Mehr als 23 Mio. Menschen in der Europäischen Region der WHO erkranken jährlich aufgrund unsicherer Lebensmittel

Obwohl Europa von allen Regionen der WHO die niedrigsten Raten lebensmittelbedingter Erkrankungen hat, so geht doch aus den Schätzungen zur globalen Inzidenz lebensmittelbedingter Erkrankungen hervor, dass in der Europäischen Region jährlich über 23 Mio. Menschen infolge des Verzehrs verseuchter Lebensmittel erkranken und 5000 Menschen sogar an den Folgen sterben.

Durchfallerkrankungen machen die Mehrzahl der Fälle von Lebensmittelinfektionen in der Europäischen Region aus. Am häufigsten sind Norovirus-Infektionen mit geschätzt 15 Mio. Fällen; an zweiter Stelle folgt Campylobacteriose mit knapp 5 Mio. Fällen. Nicht-typhoide Salmonellosen sind für die meisten Todesfälle verantwortlich – fast 2000 pro Jahr.

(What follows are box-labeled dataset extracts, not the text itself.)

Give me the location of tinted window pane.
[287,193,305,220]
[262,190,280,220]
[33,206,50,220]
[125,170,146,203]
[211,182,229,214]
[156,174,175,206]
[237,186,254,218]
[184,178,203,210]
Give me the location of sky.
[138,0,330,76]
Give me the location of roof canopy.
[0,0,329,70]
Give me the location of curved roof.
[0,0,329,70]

Durch Lebensmittel übertragene Toxoplasmose, eine schwere parasitäre Infektion, die durch den Verzehr von rohem Fleisch und ungekochtem Obst oder Gemüse entsteht, könnte für bis zu 20% der gesamten lebensmittelbedingten Erkrankungen und damit für über eine Million Fälle in der Europäischen Region pro Jahr verantwortlich sein. Infektionen mit Listeria können zu Blutvergiftung und Hirnhautentzündung führen und sind jährlich für geschätzt 400 Todesfälle in der Europäischen Region verantwortlich. Eine Infektion mit Listeria erfolgt meist durch den Verzehr von belastetem rohem Gemüse oder von Fertiggerichten, verarbeiteten Fleischprodukten, Räucherfisch oder Weichkäse.

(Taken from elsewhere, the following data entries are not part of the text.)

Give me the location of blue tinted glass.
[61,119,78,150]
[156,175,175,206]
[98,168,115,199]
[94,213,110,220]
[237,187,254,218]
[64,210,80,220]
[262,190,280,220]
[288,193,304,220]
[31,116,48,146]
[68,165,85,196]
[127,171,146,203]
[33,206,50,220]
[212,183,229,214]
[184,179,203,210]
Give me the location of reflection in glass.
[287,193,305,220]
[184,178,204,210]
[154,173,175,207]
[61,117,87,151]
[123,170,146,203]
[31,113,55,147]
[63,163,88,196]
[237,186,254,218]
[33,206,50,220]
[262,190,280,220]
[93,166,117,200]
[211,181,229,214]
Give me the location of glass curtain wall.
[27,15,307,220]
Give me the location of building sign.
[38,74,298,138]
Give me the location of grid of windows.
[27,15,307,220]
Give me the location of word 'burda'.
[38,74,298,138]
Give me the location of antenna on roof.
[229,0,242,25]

Neuer Bericht über die Häufigkeit lebensmittelbedingter Erkrankungen

Der Bericht ist der bisher umfangreichste seiner Art über die Auswirkungen verseuchter Lebensmittel auf Gesundheit und Wohlbefinden. Er ist das Ergebnis einer zehn Jahre langen Arbeit und enthält Schätzungen über die von insgesamt 31 Krankheitserregern (Bakterien, Viren, Parasiten, Toxine, Chemikalien) verursachte Krankheitslast. 

Jedes Jahr erkranken bis zu 600 Mio. Menschen – fast ein Zehntel der Weltbevölkerung – nach dem Verzehr verseuchter Lebensmittel. Davon sterben 420 000 Menschen, darunter 125 000 Kinder unter fünf Jahren.